1. Revisit Your Emergency Fund
This is often the starting point when we start working with new clients. Before we can determine how much risk to take, how much to invest, and what to invest in – we need to set the groundwork for a strong foundation. Life happens, and whether it’s loss of employment or a new roof for the house, having an emergency stash of funds will be your biggest ally during a downturn. Quick rule of thumb: 3 to 6 months of living expenses in an FDIC insured high yield savings account.
2. Trim the Fat
In today’s “subscription based” world, it’s easy to rack up large amounts of recurring expenses. As I described in this recent article by GoBankingRates, on an annual basis it’s a great idea to review your expenses. An easy place to start is the year-end summary most credit cards offer. Take a glance and eliminate any services you don’t really use.

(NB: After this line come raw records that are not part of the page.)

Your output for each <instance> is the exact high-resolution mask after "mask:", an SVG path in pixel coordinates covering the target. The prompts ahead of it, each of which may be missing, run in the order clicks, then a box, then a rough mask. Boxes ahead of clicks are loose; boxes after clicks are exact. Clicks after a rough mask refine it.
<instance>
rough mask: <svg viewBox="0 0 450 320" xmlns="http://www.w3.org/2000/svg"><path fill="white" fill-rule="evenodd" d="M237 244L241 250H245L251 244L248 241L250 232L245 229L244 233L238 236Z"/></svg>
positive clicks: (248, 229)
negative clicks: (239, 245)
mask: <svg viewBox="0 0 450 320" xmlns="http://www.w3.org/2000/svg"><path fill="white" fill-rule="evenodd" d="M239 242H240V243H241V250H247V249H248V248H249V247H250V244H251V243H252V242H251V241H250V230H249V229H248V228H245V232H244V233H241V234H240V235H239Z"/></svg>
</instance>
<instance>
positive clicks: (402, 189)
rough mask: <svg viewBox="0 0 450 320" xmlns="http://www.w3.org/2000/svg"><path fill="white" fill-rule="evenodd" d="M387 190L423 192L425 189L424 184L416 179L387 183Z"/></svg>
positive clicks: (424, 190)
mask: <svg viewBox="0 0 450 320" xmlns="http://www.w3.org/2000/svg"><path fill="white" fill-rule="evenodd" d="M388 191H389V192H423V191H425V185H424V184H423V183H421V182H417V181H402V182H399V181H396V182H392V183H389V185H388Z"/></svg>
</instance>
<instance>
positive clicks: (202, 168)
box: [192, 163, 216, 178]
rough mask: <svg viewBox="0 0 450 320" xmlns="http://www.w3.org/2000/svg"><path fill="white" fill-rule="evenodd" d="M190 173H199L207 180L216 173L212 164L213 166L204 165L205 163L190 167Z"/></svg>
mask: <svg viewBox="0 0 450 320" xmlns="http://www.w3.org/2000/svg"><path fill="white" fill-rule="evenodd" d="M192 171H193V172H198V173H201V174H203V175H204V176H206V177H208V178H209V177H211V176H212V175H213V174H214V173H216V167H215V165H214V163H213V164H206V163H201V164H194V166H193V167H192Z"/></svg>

3. Get Rid of High Interest Debt
In a nutshell, if your bank isn’t paying you 17% (hypothetically), why are you paying (insert favorite credit card company) that much? Turn the ship in your favor, and start hacking away at any debts that carry large, variable interest rate charges.
4. Re-price Other Items
Refinancing isn’t just for your home mortgage. While definitely something worth looking into given the historically low interest rate world we’re currently in, it’s also a smart idea to re-price other items. Car insurance premiums are often a prime suspect on this list. If you’re on auto-renew, it’s easy to dismiss price hikes. Shop around and do your due diligence at least once every other year.
5. Pull Your Annual Credit Report
Access to credit reporting and credit scores have improved substantially the past few years. The first place to consider starting is your existing credit card company. Most will give you an estimate of your credit score. Notice something fishy? Keep in mind you’re entitled to one free copy of your credit report every year from each of the credit bureaus.
6. Buy on Discount
An oldie but a goodie – if markets are down, it could be a good time to put money to work. Provided your monthly cash flow allows for it, consider Increasing the amounts you invest in your workplace retirement plan (401k, 403b, etc). As long as your focus is on the long term, it’s hard to argue with the historical returns that most equity markets provide (of course, this is provided that item #1 on this list is taken care of).
7. Review Your Estate Plan
The age old concept of “crossing your T’s and dotting your I’s” isn’t just for older folks. Anyone of any age can benefit from some basic concepts of estate planning. Ensuring your loved ones receive what they’re entitled to will go a long way in demonstrating you care for them.
Markets give and take, expand and contract. Understanding the long term tendencies and behaviors of the markets can help put you at ease. Rather than react in haste, it’s often best to focus on the factors you have control over. Over the long run, you’ll be rewarded.